GDP in agriculture saw a slight revival due to better than expected monsoons last year. However, weather vagaries like a sudden hailstorm earlier this year and uncertainties regarding El Nino plague the outlook for agriculture in the coming months, with any shortfall in production likely to result in a price hike.
Coming to inflation, the Wholesale Price Index (WPI inflation) stabilized at 5% since January 2014 onwards, after remaining sticky at 7% between August and December 2013. This dip has helped bring down the overall WPI for the fiscal year to sub-6%, which is lower than 7%-9% seen in the last three years.
This contraction was aided by both primary articles and fuel and power. The Consumer Price Index (CPI inflation), a better indicator of the impact of price rise on the common-man, dipped successively during the months of Jan and Feb 2014, after breaching the 10% mark frequently during the months of CY2013.
Food inflation has been a critical reason for high CPI in recent years, including grains, lentils and protein-based foods. Possible weather uncertainties this year might impact crop output, and hence it remains to be seen if the CPI can remain in the 8%-8.5% range where it is currently.
The Reserve Bank of India (RBI) continued its hawkish stand on policy rates given the inflation scenario. The key policy rate – repo rate, was hiked few times to 8% levels. High interest rates continue to impact the economic growth and consumer spending.
CURRENT ACCOUNT DEFICIT
The current account deficit had been a major concern in recent years. During this fiscal year, it was brought down to manageable levels of 1.5%-2% of GDP. This was achieved by a reduction in imports, especially of gold following guidelines on import duties and re-export of imported gold.
However, a criticism of this has been of possible gold smuggling to feed the demand for gold in India. Oil prices remained soft this year – a slight cooling in the Chinese economy being a possible contributor.

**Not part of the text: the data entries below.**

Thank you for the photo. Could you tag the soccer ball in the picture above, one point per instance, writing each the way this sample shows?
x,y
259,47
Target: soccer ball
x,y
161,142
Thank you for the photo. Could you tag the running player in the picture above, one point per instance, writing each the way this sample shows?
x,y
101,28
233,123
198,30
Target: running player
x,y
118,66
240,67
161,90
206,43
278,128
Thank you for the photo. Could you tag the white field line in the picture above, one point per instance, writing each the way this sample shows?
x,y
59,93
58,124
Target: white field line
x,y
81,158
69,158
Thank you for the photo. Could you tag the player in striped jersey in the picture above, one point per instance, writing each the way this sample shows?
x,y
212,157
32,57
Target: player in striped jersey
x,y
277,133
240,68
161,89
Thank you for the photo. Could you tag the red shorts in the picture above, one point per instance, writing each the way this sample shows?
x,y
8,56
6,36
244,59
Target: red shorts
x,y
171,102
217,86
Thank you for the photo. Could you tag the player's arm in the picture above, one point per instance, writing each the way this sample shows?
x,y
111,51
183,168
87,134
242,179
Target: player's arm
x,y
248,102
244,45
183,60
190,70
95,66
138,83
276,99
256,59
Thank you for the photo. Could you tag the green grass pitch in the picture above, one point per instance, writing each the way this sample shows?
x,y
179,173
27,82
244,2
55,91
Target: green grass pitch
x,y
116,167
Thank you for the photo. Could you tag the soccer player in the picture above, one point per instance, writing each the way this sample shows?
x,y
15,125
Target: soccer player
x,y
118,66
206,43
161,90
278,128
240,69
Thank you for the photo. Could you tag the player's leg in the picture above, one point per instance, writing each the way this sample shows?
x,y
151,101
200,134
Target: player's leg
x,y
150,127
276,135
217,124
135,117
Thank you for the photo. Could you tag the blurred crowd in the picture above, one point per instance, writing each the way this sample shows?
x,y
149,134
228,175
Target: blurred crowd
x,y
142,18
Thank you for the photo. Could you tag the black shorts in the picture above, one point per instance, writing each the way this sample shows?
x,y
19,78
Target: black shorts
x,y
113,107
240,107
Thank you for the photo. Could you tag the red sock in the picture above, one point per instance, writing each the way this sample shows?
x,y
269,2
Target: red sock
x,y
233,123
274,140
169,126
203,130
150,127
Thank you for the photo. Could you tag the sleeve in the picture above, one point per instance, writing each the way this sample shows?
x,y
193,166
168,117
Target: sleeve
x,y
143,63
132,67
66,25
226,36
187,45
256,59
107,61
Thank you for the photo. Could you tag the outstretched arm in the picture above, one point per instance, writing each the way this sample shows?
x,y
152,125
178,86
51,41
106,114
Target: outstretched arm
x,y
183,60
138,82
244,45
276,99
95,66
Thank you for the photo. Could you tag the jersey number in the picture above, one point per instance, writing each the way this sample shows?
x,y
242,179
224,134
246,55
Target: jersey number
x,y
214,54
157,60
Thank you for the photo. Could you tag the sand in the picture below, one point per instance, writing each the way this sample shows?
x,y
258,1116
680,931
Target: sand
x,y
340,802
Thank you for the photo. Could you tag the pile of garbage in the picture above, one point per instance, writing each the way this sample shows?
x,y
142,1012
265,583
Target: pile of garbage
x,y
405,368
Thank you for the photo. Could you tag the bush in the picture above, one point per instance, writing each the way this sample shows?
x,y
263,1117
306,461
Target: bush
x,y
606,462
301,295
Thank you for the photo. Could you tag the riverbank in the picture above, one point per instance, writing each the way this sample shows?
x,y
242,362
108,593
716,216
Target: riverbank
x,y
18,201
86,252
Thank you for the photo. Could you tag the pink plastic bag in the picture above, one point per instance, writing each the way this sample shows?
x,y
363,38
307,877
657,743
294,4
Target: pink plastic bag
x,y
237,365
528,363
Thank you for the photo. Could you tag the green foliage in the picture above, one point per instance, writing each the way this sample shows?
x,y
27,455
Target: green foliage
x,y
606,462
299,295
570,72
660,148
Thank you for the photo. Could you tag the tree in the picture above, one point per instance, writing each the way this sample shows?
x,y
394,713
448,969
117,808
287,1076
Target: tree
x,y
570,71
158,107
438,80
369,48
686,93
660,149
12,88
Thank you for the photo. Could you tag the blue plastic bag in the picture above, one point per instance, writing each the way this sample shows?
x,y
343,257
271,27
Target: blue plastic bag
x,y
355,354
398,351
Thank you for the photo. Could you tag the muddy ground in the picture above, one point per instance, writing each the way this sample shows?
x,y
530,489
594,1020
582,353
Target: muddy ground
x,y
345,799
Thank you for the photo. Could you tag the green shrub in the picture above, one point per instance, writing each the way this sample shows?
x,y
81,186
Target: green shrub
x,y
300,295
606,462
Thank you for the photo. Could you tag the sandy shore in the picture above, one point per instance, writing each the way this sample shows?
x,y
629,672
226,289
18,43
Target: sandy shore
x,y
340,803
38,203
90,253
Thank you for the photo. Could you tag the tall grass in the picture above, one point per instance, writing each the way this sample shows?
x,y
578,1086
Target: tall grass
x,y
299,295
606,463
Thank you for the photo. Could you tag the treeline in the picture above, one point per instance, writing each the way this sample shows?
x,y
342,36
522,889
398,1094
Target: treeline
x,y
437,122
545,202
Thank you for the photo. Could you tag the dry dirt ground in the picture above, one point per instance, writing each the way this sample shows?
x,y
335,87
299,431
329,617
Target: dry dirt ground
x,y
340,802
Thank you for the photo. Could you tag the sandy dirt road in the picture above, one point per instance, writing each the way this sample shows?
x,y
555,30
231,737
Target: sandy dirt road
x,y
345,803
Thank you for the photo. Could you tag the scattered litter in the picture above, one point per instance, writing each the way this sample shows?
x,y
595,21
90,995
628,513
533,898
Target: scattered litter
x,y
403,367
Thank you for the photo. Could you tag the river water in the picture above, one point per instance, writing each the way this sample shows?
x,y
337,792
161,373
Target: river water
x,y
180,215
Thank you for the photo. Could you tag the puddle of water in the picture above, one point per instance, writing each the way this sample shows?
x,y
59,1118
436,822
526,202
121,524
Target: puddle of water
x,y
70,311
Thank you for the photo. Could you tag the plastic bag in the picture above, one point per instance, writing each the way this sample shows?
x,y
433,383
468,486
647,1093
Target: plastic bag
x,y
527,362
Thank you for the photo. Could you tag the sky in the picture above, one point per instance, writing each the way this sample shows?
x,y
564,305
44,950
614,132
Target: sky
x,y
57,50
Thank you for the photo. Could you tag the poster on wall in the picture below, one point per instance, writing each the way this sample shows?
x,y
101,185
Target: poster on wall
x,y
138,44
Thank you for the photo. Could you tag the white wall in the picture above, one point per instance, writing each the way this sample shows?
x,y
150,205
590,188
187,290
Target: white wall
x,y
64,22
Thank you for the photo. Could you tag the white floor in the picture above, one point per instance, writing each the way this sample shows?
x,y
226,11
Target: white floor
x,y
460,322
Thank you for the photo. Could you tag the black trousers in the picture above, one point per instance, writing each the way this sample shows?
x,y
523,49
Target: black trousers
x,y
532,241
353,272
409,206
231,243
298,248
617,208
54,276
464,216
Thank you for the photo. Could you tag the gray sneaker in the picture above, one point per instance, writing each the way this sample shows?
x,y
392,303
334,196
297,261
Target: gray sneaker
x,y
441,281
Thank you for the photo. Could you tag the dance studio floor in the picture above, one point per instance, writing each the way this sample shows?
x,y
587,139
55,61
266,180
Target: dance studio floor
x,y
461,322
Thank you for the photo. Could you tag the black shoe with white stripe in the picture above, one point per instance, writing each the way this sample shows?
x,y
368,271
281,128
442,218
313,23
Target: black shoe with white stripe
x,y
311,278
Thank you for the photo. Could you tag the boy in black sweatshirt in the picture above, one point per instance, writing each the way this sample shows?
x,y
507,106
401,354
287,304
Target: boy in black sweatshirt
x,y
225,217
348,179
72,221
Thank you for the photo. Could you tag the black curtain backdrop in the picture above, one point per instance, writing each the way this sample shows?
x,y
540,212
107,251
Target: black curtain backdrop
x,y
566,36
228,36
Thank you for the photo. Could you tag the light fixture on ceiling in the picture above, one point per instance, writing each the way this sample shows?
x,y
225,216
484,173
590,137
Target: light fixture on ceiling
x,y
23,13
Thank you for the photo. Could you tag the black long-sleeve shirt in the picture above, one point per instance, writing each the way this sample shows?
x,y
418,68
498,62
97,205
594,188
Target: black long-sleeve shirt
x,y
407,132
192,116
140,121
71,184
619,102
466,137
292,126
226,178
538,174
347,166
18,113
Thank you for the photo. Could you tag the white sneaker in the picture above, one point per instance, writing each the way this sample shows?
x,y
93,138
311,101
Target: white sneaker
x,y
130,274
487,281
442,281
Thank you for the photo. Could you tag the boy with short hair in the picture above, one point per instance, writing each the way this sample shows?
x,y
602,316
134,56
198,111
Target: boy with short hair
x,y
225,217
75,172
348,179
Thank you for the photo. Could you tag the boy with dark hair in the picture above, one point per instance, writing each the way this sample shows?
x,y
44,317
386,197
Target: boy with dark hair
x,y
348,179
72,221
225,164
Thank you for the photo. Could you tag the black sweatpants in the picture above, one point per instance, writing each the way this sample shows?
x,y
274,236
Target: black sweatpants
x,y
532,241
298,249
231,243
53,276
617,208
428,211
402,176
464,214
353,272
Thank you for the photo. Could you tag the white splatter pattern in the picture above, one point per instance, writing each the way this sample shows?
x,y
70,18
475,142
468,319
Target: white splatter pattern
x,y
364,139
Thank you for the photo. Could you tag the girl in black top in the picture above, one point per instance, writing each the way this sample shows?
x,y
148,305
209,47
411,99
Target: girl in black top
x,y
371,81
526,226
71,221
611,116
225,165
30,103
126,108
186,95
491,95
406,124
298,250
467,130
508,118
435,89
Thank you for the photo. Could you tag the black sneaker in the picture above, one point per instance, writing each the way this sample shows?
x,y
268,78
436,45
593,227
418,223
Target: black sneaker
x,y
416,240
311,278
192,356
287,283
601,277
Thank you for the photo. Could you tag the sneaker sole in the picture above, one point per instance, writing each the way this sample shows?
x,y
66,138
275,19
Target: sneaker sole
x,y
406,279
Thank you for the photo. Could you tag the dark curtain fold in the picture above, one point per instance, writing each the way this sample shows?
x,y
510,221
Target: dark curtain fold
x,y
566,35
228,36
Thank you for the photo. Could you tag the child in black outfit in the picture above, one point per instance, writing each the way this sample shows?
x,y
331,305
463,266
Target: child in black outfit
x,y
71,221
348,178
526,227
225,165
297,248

Stable global oil prices, coupled with stabilizing of the INR at 61-62 since the 2nd half of the year helped the burden of the oil import bill. The trade deficit narrowed during the year aided by the contraction in imports, and India’s foreign exchange reserves reached US$300bn levels, sufficient for around nine months of imports as compared to around six months back in May 2013.
However, export growth remained sluggish, albeit a slight uptick during mid-FY2013-14. Expected growth in exports is far from achieved, given continued slowdown in India’s traditional export destinations, slow uptick in new export destinations and India losing the benefits under the European Union’s ‘Generalized System of Preferences’ scheme.
While the depreciation of the INR created some export competitiveness, currencies of some other export-oriented countries also fell in the same period negating that factor. Hence, export growth really boils down to segments where India has competitive advantages, be it in technology, ITES, pharmaceuticals, automobiles and automotive ancillaries, etc.
The fiscal deficit is estimated to be at around 4.6% for this fiscal year, much lower than recent years. The main impetus came from subsidies, especially following diesel price deregulation. However, government tax receipts might not swing much this year, and the disinvestment target remained under-achieved, and was in fact even scaled down during the year.
Severe criticisms remain on the fiscal front. Reasons attributing the contraction in the fiscal deficit also include rolling over of subsidies to FY2014-15 in order to contain the fiscal deficit for FY2013-14 (estimated at around Rs1.2tn across oil, fertilizer and food), limiting public expenditure programmes, which impacted growth and income in the country, expenditure towards non-asset creating projects for populist reasons, and dividend earnings from public sector organizations.